Они не дали Лукичу даже к столу подойти с милостыней и чуть не вытолкали его за дверь. Уж на что поп был опытен в тёмных делах и в знании людских слабостей, но и он растерялся от этого внезапного отпора. Деревенские бабы обычно лизали ему руки и гнули перед ним спину в три погибели, а тут вдруг оглушили его две лядащие, обездоленные бабёнки… Он попытался укротить их словом божьим и притворным своим смирением, но бабы ещё злее набросились на него. Он не стерпел такого поношения — стал обличать их в нечестии, в оскорблении его сана, в крамоле. За такое их неслыханное кощунство он пригрозил им отлучением от церкви, если они не покаются, и потребует от старосты наказать их — запереть в жигулёвке. А бабы и ум потеряли — выбежали вслед за ним на улицу, и их надсадные крики сквозь плач и визг детишек разносились по всей деревне. Выбежали соседи и издали глазели на этот невиданный скандал. Фросинья и Марфа — обе худущие, почерневшие — наперебой кидались на попа, клеймили его, как пса и обиралу, который тащит у бессчастных людей последние крошки, и орали на зевак, что они бесчувственные свиньи и трусы — не хлопочут за мужиков, которые страдают за всё село, которые не жалели себя, чтобы спасти от смерти народ…

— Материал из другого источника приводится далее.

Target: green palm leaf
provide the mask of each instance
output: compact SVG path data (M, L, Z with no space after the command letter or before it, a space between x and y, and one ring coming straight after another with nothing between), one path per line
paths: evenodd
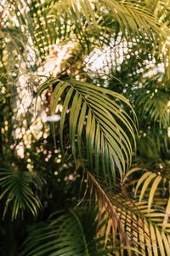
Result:
M12 220L20 213L28 211L33 216L37 216L38 210L42 209L42 204L38 197L34 195L31 184L37 184L40 181L35 178L28 172L19 172L1 169L0 186L2 193L0 200L5 198L6 204L3 211L3 218L9 207L12 207Z
M104 236L96 237L103 224L95 219L95 211L83 213L70 210L56 212L46 224L30 230L20 255L27 256L103 256Z
M132 141L135 144L135 125L121 105L121 102L125 103L133 113L128 101L107 89L74 79L49 79L40 86L38 95L54 81L58 84L52 94L52 115L55 113L60 98L66 93L60 128L62 148L64 125L69 111L69 135L75 159L83 161L84 134L87 157L92 170L99 175L99 165L102 164L104 173L115 181L117 168L122 178L131 164Z
M169 255L170 202L164 212L152 207L148 212L147 201L130 198L124 188L113 191L103 179L99 183L88 171L86 173L90 197L94 197L105 213L107 237L113 241L113 248L119 247L116 255L133 255L132 248L136 249L134 255Z

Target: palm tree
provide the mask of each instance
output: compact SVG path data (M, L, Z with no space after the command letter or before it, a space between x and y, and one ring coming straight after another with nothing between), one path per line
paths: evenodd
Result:
M169 3L2 3L4 255L170 254Z

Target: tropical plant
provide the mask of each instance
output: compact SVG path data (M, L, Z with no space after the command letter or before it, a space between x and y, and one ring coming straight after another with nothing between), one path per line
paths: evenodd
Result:
M169 6L3 1L2 255L170 255Z

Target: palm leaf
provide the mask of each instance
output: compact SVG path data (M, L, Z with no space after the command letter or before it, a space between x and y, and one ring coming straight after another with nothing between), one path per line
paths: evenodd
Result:
M138 202L130 198L124 188L113 191L102 179L99 183L87 170L86 173L90 197L94 196L100 211L105 212L105 219L110 220L107 230L110 229L110 236L114 234L113 248L119 244L120 253L116 252L116 255L133 255L132 247L136 249L134 255L140 253L142 255L168 255L170 229L167 214L169 203L166 212L152 207L148 212L147 201Z
M0 200L5 199L6 204L3 210L3 218L7 210L12 207L12 220L19 214L23 216L24 212L28 211L33 216L37 216L38 210L42 209L42 204L31 188L31 183L40 185L39 178L35 178L28 172L19 172L2 169L0 172L0 186L2 193Z
M98 223L95 218L95 211L83 213L82 210L69 210L54 213L48 223L37 224L30 230L20 256L108 255L104 248L104 237L96 237L104 224Z
M133 140L135 144L135 125L121 105L121 102L125 103L133 113L128 101L122 95L85 82L74 79L56 79L56 82L58 84L52 94L50 104L52 115L55 113L60 98L66 93L60 128L62 148L64 125L69 110L70 142L75 159L83 160L82 135L85 134L87 157L92 170L99 175L101 163L107 177L115 180L116 167L122 177L131 163ZM42 84L38 95L51 84L51 80Z

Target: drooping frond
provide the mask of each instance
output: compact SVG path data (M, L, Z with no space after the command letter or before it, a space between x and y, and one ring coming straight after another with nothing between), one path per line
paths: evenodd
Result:
M151 211L153 205L163 207L166 211L165 208L168 208L169 204L169 165L164 166L159 164L158 168L153 167L152 166L151 170L134 167L124 177L126 181L132 174L138 175L138 178L133 178L134 195L139 197L139 201L148 201L148 212Z
M115 180L117 168L122 178L131 163L132 142L135 144L135 125L121 105L121 102L125 103L133 113L128 101L107 89L74 79L60 81L50 79L40 86L38 94L56 82L58 84L51 98L52 116L55 114L60 98L65 94L60 128L61 146L64 148L63 131L69 112L70 142L75 159L83 160L85 143L89 165L92 170L94 167L97 175L102 164L105 175Z
M136 249L134 255L169 254L169 204L166 212L152 207L148 212L147 202L131 199L124 189L114 193L105 183L101 185L89 172L86 173L90 197L94 196L100 211L105 209L110 219L107 236L114 234L113 241L119 244L116 255L132 255L132 247Z
M141 121L147 116L150 122L159 122L167 128L170 125L169 91L162 91L159 88L143 88L136 90L135 108L139 113Z
M104 247L104 236L95 236L104 224L95 218L95 211L54 213L48 223L30 230L20 256L109 255Z
M0 185L3 191L0 200L5 199L3 218L8 208L12 208L12 220L26 211L37 216L42 209L40 199L34 195L31 186L40 186L38 177L31 176L29 172L20 172L9 169L0 169Z

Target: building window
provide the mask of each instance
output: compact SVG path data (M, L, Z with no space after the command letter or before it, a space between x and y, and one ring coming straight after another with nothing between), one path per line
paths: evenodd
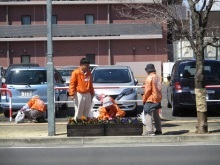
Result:
M21 16L21 24L22 25L30 25L31 24L31 16L29 16L29 15Z
M29 64L30 63L30 55L21 55L21 63Z
M86 54L86 58L89 59L90 64L95 64L95 54Z
M94 15L93 14L86 14L85 23L86 24L94 24Z
M52 16L52 24L57 24L57 16L56 15Z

Это происшествие долго обсуждали в селе. Одни бранили баб за неуважение к батюшке, другие смеялись и хвалили их за смелость. Но скандал этот был всё‑таки на руку попу: свара и разлад среди мужиков и баб доходили до уличных драк. А поп подогревал вражду и проповедями и благочестивыми беседами по избам. И всю эту деревенскую междоусобицу сваливал на злобу и лукавство раскольников.